I noticed that my iPad mini 2 finally falls off the list, but that thing is somewhat ancient.

However, my Thinkpad X220 (maybe circa 2011?) still runs Windows 10 and Ubuntu, allowing it to stay up to date on security patches. In a way, Apple's support levels are only impressive because we're inured to quick device expiration in other contexts (e.g. phones).

Infernal|6 years ago

To be fair, mobile development is a few years behind laptop development, and it makes sense that it would plateau later (thought with the current generation of smartphones we may be reaching that plateau).

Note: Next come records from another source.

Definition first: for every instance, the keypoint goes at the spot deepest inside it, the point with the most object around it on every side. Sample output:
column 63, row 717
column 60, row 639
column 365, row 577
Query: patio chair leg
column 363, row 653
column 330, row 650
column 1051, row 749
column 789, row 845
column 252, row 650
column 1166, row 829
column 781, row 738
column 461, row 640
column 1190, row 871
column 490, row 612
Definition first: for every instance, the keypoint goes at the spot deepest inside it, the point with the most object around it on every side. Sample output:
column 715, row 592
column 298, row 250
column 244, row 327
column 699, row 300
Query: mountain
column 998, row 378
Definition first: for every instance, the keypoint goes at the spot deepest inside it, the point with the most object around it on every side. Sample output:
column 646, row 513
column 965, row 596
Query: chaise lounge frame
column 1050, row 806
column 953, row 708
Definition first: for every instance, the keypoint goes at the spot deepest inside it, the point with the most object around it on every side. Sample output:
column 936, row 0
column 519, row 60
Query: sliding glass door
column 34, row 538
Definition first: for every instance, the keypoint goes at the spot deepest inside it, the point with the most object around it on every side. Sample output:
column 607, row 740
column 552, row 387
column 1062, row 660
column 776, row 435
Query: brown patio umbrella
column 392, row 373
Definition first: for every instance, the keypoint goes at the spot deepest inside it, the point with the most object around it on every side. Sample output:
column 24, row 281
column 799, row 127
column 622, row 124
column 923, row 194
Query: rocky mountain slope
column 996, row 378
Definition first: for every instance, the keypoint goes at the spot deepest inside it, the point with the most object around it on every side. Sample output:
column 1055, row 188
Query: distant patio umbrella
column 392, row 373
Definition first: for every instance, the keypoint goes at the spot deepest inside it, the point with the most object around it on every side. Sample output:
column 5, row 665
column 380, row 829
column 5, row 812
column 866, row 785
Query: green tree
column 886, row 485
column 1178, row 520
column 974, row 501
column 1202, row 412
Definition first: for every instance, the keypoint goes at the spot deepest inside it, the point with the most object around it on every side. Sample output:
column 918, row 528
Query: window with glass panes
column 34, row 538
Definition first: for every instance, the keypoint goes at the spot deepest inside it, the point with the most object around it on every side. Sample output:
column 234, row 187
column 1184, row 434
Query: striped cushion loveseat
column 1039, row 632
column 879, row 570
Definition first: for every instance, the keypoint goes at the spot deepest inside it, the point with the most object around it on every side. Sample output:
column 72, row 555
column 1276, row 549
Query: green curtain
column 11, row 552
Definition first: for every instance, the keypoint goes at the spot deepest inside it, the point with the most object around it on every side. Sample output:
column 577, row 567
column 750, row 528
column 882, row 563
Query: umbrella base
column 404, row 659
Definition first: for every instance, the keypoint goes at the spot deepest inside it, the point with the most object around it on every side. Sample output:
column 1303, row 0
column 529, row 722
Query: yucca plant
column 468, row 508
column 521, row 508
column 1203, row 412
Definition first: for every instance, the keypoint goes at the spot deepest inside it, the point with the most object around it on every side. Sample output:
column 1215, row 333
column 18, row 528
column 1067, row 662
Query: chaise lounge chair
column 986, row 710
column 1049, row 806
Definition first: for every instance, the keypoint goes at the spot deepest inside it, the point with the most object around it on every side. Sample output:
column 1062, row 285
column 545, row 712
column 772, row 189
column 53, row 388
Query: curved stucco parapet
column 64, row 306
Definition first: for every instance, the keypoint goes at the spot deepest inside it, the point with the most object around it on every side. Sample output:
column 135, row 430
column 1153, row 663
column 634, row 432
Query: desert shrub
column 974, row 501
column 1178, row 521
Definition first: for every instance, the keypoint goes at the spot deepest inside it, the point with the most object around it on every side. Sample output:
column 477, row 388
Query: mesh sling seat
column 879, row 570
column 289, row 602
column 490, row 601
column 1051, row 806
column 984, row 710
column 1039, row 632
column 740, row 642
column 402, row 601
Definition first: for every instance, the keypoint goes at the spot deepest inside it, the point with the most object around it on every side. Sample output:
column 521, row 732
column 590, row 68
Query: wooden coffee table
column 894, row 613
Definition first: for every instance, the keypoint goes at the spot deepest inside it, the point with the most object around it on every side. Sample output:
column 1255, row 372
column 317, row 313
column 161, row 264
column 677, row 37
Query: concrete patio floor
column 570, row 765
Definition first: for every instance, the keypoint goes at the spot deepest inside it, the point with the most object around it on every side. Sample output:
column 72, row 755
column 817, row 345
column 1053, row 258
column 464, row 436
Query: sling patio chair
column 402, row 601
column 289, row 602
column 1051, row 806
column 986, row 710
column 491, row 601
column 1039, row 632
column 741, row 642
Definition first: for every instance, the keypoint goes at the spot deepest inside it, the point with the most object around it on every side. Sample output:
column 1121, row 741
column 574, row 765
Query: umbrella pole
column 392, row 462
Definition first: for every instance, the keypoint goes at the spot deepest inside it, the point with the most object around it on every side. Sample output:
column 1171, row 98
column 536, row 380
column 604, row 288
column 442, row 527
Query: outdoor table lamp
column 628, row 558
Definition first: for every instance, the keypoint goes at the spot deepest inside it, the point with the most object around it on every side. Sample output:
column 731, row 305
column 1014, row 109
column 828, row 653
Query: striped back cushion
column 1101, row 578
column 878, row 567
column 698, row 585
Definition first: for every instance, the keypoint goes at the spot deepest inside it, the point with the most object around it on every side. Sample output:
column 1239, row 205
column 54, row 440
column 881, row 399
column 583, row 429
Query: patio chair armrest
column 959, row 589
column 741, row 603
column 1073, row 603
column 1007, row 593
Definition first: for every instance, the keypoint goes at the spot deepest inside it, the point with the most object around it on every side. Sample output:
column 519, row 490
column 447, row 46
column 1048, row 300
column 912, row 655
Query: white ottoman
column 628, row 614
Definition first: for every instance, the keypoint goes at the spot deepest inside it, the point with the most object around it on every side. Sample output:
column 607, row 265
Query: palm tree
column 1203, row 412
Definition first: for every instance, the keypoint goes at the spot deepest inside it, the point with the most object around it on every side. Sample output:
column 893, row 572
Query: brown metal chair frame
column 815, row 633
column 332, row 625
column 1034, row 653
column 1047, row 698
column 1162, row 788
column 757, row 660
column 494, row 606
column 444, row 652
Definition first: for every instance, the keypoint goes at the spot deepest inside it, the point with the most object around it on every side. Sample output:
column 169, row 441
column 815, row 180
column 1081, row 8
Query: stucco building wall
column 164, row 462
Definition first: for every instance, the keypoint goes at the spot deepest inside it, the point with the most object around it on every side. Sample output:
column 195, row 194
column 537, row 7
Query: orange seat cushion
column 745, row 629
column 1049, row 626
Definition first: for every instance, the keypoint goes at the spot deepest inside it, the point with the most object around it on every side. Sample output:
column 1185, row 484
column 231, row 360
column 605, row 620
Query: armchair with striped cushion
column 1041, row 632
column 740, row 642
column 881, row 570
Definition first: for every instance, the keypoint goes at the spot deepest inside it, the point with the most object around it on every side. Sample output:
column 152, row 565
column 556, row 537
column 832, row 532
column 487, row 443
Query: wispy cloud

A 2011 MacBook Pro 13" is comparable to your X220 (dual core i7 available, 8GB supported RAM, Intel HD 3000 graphics) and while it does fall off the supported list for macOS Catalina (mid-2012 MBP is the earliest supported) there's no reason to expect it wouldn't run Windows or Ubuntu comparably to the X220.

When comparing (tablet) apples to (tablet) apples, I wonder if any of the tablets mentioned here are still supported in 2019 like your iPad mini 2 was? https://www.zdnet.com/pictures/best-android-tablets-septembe... It's a genuine question as I'm not that familiar with the Android ecosystem.

savoytruffle|6 years ago

It supports iPads with an A8 series chip, while iOS 13 does not support such iPhones (which would be a 5S). It's presumably because the iPads of the same CPU generation usually have more RAM, more CPU cores, more GPU cores.

simonh|6 years ago

It’s almost certainly memory. All the supported devices have at least 2GB RAM.

The iPhone 6 had the A8 with 1GB RAM and is not supported by iOS 13. The iPad Air 2 has the A8X with 2GB RAM and is supported by iPadOS 13.

In the past the break on unsupported older devices has been down to hardware. Usually memory, but also on the 64bit transition. I’m not aware of a single break in support that wasn’t determined by hardware requirements.

saagarjha|6 years ago

iPad Air 2 has an A8X, and iPhone 5s has an A7.

dep_b|6 years ago

It looks like the cutoff was 2GB of RAM.

Miraste|6 years ago

Those decisions are pretty arbitrary. Way back on iOS 5, the iPod Touch 4 got the update and the original iPad missed it, despite using the exact same processor and RAM.

mcintyre1994|6 years ago

iPad Air 2 is still really really good, I bought mine refurbished but it must still be 3-4 years since then and it's never felt slow at all.

knolan|6 years ago

The iPad Air 2 was notable for being a powerhouse. The successor was actually slower. I guess iPadOS was in the oven for a long time.

gowld|6 years ago

Age doesn't make hardware incompatible with an OS. Architecture changes do.

paggle|6 years ago

That's why Apple devices are much cheaper than Android devices. They're secure and usable for far longer, as long as you don't break them, so the amortized monthly cost is far less.

username3|6 years ago

iPad Air 2 users beware. An iPadOS update made my iPad 1 useless and crash all the time.

mistersquid|6 years ago

> An iPadOS update made my iPad 1 useless and crash all the time.

Do you mean mean an iOS update? iPadOS was not released until today, 24 Sep 2019.

jonny_eh|6 years ago

I've been using the 13.1 beta on my iPad Air 2 for a couple days and it has been fine.